Conducted between 14th March 2015 and 14th May 2015, 356 total responses were received with 56% of respondents self-describing themselves as belonging to the Hasidic or Haredi communities. A further 22% self-identified themselves as belonging to United or Federation communities.
The theory tested was whether the day-to-day experience of the most visible sections of the UK Jewish community was different to the general community typically represented in UK Anti-Semitism figures.
Of all the respondents, 77% had witnessed or experienced Anti-Semitism in the previous 12 months.

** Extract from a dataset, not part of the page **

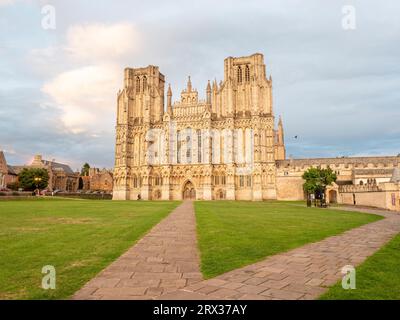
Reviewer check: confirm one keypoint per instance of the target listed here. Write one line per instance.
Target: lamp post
(37, 181)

Of those, 49% had witnessed or experienced 3 or more Anti-Semitic incidents (8% had witnessed or experienced 10 or more Anti-Semitic incidents in the previous 12 months).
The type of Anti-Semitic incidents respondents had witnessed or experienced were:
- 82% Verbal assault
- 38% Intimidation or harassment
- 30% Indirect, i.e. overheard
- 23% Damage to property
- 10% Physical assault
- 3% Employment related.
Unfortunately, the overwhelming majority (59%) had never reported these incidents to the police or a third-party organisation, a potentially shocking indictment on the reliability of UK Anti-Semitism figures typically reported.
This is especially unfortunate because of those that had reported the matter to police or a third-party organisation 54% were satisfied with the overall response. This does strongly indicate the real value in reporting such matters particularly since 70% of those that had not reported the matter had believed ‘nothing would happen or change’.
A huge 87% of all respondents believed that Anti-Semitism had increased over the previous 12 months which probably accounted for why 58% either were uncertain or did not believe the long-term future of the UK Jewish community was secure and / or viable. Nevertheless, that meant a large proportion of respondents did believe the community had a secure and / or viable future.
The results of our unique survey strongly suggests the need for a more detailed follow-up to properly understand just how significant the impact of Anti-Semitism is on the most visible sections of the UK Jewish community.
AntiSemitismWatch.com believes such an approach will greatly enhance the accuracy and reliability of UK Anti-Semitic rates. As we have always said, only by understanding the true global context of Antisemitism can we properly start to understand and challenge this evil.
One great shame in conducting this survey was the apparent non-engagement from many community leaders and organisations in promoting this survey. The closest appropriate analogy appeared to be an ostrich with its head in the sand! ASW.com says, wake-up and take your position of responsibility seriously!